Enrique Sánchez Lubián


A gobernar

Una semana después de que el nuevo gobierno tomase posesión, hoy, pasadas las ocho y media de la mañana, el sol ha despuntado por el este y cuando al caer la tarde se oculte, seguramente, el apocalipsis no háyase manifestado aún. Desde que este ejecutivo ‘radical’, ‘populista’, ‘comunista’ y de ‘extrema izquierda’ prometiese cumplir sus cargos con «lealtad al rey, haciendo guardar la Constitución como norma fundamental del Estado», España sigue unida y en Toledo los churros del ‘Catalino’ no han comenzado a escasear.
Ya que en la Zarzuela ninguno de los prometientes se salió del guión, ni al protocolo establecido se añadieron coletillas ajenas como ‘por imperativo legal’ o similares, determinados noticiarios y tertulias pusieron la lupa sobre detalles más triviales. Qué si unos llevaban en la solapa un triángulo rojo en recuerdo de la lucha antifascista en los campos de concentración nazis, que si otra no puso la mano sobre las páginas de la Carta Magna, que si aquella dijo que guardaría secreto sobre las deliberaciones del Consejo de ‘ministras’,… En fin, con estos bueyes (mediáticos) está arándose el despegue gubernamental.
A la vista está que ni Sánchez ni sus ministros gozarán de la tradicional cortesía parlamentaria de cien días para que, de acuerdo con una regla no escrita en el mundo político, comiencen a desarrollar sus programas, conformen sus equipos y sienten las bases de su acción pública futura.
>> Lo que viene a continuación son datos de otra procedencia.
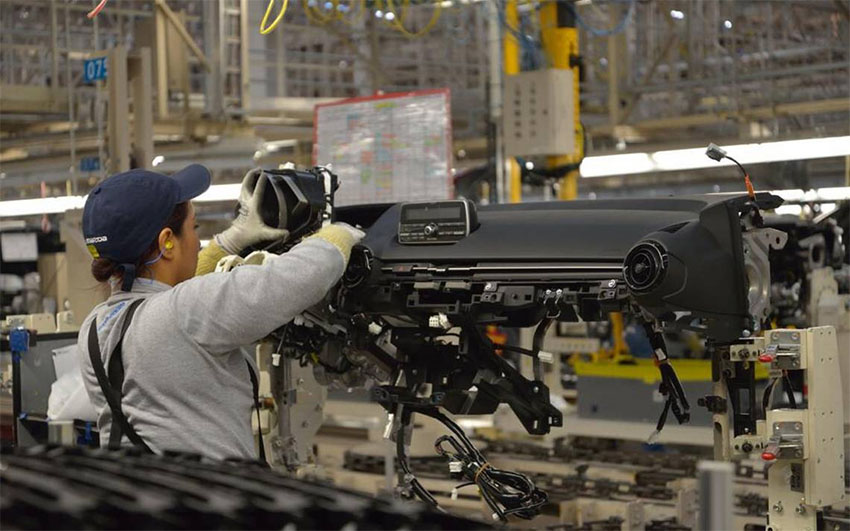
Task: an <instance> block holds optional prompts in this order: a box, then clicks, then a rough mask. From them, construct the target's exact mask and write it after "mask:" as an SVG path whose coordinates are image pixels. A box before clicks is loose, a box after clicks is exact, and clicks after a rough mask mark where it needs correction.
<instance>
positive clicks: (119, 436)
mask: <svg viewBox="0 0 850 531" xmlns="http://www.w3.org/2000/svg"><path fill="white" fill-rule="evenodd" d="M142 302H144V299H141V298H140V299H136V300H135V301H133V302H132V303H130V307H129V308H128V309H127V315H126V316H125V317H124V324H123V326H122V327H121V336H120V337H119V338H118V344H117V345H116V346H115V349H114V350H113V351H112V356H110V359H109V375H110V377H111V378H109V379H107V376H106V370H105V368H104V366H103V359H102V358H101V353H100V344H99V343H98V340H97V319H96V318H95V320H94V321H93V322H92V325H91V327H90V328H89V359H90V360H91V365H92V369H94V374H95V376H97V383H98V384H99V385H100V390H101V391H102V392H103V396H104V397H105V398H106V403H107V404H109V410H110V411H111V412H112V427H111V428H110V430H109V448H110V449H112V450H114V449H117V448H119V447H120V446H121V437H122V436H123V435H127V438H128V439H130V442H132V443H133V444H135V445H136V446H137V447H140V448H143V449H144V450H146V451H147V452H150V453H153V451H152V450H151V449H150V447H149V446H148V445H147V444H146V443H145V441H144V440H142V438H141V437H139V434H138V433H136V430H134V429H133V427H132V426H130V422H129V421H128V420H127V417H126V416H124V411H123V410H122V409H121V388H122V384H123V382H124V363H123V359H122V353H121V348H122V346H123V344H124V334H126V333H127V328H128V327H129V326H130V321H132V320H133V314H134V313H136V309H137V308H138V307H139V305H140V304H141V303H142ZM119 367H120V369H119Z"/></svg>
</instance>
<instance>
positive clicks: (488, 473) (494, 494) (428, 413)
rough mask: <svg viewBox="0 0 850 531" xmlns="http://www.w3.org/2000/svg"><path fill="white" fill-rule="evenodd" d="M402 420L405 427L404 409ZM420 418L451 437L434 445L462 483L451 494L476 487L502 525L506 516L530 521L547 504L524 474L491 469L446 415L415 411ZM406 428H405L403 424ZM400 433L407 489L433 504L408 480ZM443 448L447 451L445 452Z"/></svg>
mask: <svg viewBox="0 0 850 531" xmlns="http://www.w3.org/2000/svg"><path fill="white" fill-rule="evenodd" d="M404 412H405V413H404V414H403V416H402V421H403V423H407V424H409V422H410V414H409V412H410V410H409V409H407V408H405V410H404ZM417 412H418V413H420V414H423V415H425V416H428V417H431V418H433V419H435V420H437V421H439V422H440V423H442V424H443V425H444V426H445V427H446V428H448V430H449V431H450V432H451V433H452V435H442V436H440V437H439V438H438V439H437V440H436V441H435V442H434V449H435V450H436V452H437V453H438V454H440V455H441V456H443V457H446V458H448V459H449V460H450V461H449V463H450V464H449V466H450V469H451V470H453V472H454V473H455V474H459V475H460V476H461V477H462V478H463V479H465V480H466V481H465V482H464V483H461V484H460V485H458V486H457V487H455V489H454V490H455V491H456V490H457V489H460V488H462V487H465V486H468V485H472V484H474V485H476V486H477V487H478V489H479V492H480V493H481V497H482V498H484V501H486V502H487V505H488V506H489V507H490V508H491V509H493V511H494V516H495V517H496V518H498V519H500V520H502V521H505V520H507V518H508V517H509V516H516V517H518V518H523V519H525V520H530V519H532V518H534V517H535V516H537V515H538V514H539V513H540V509H541V508H542V507H543V506H544V505H545V504H546V503H547V502H548V501H549V498H548V496H547V495H546V493H545V492H543V491H541V490H540V489H538V488H537V487H535V485H534V483H533V482H532V481H531V480H530V479H529V478H528V477H527V476H525V475H524V474H520V473H518V472H510V471H507V470H501V469H498V468H495V467H493V466H492V464H490V463H489V462H488V461H487V459H486V458H485V457H484V455H483V454H482V453H481V452H480V451H479V450H478V449H477V448H476V447H475V445H474V444H472V441H470V440H469V437H467V436H466V434H465V433H464V431H463V429H462V428H461V427H460V426H458V425H457V424H456V423H455V422H454V421H452V420H451V419H450V418H448V417H447V416H446V415H444V414H442V413H440V412H439V411H437V410H436V409H427V410H418V411H417ZM404 425H406V424H404ZM399 441H402V443H403V435H402V434H401V429H400V430H399V437H398V438H397V441H396V443H397V450H398V451H399V455H398V460H399V464H400V466H401V469H402V471H403V472H404V473H405V474H406V476H405V480H406V481H407V482H408V484H409V485H410V486H411V489H412V490H413V491H414V492H416V493H417V495H419V497H420V498H422V499H423V500H424V501H426V502H428V503H431V504H433V505H434V506H435V507H437V505H436V503H437V502H436V500H434V497H433V496H431V494H430V493H429V492H428V491H427V490H425V489H424V488H423V487H422V486H421V484H419V482H418V481H417V480H416V479H415V478H414V477H413V476H412V474H411V473H410V469H409V467H408V466H407V457H406V455H404V453H403V449H404V445H403V444H400V443H399ZM446 445H448V446H450V447H451V448H450V449H448V448H446Z"/></svg>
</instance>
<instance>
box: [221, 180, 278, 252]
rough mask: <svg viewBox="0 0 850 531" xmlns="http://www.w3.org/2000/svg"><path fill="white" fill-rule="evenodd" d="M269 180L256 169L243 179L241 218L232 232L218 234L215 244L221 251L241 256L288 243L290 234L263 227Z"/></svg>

Aunque hasta ahora las diferentes postas jugadas (convocatorias electorales, sesiones de investidura, llamamientos al transfuguismo o vergonzosas incitaciones golpistas) han sido superadas por el ya presidente y sus socios, las derechas insisten en negarles toda legitimidad para gobernar, no faltando propagandistas afines empeñados en inflamar, aún más, la temperatura social, resistiéndose a abandonar la pantalla de la crispación y conjurándose para tumbarlos cuanto antes.
Pues bien, llegados a este punto, lo razonable es dejar al nuevo ejecutivo gobernar, gobernar y gobernar, deseándole acierto para que con sus decisiones vayan apartando cuantos prejuicios, fantasmas y espantajos se han ido desplegando interesadamente en los últimos meses. Qué así sea. Y que cuando se cumplan esos mil cuatrocientos días que el presidente ha recordado tienen por delante, a todos nos vaya mejor.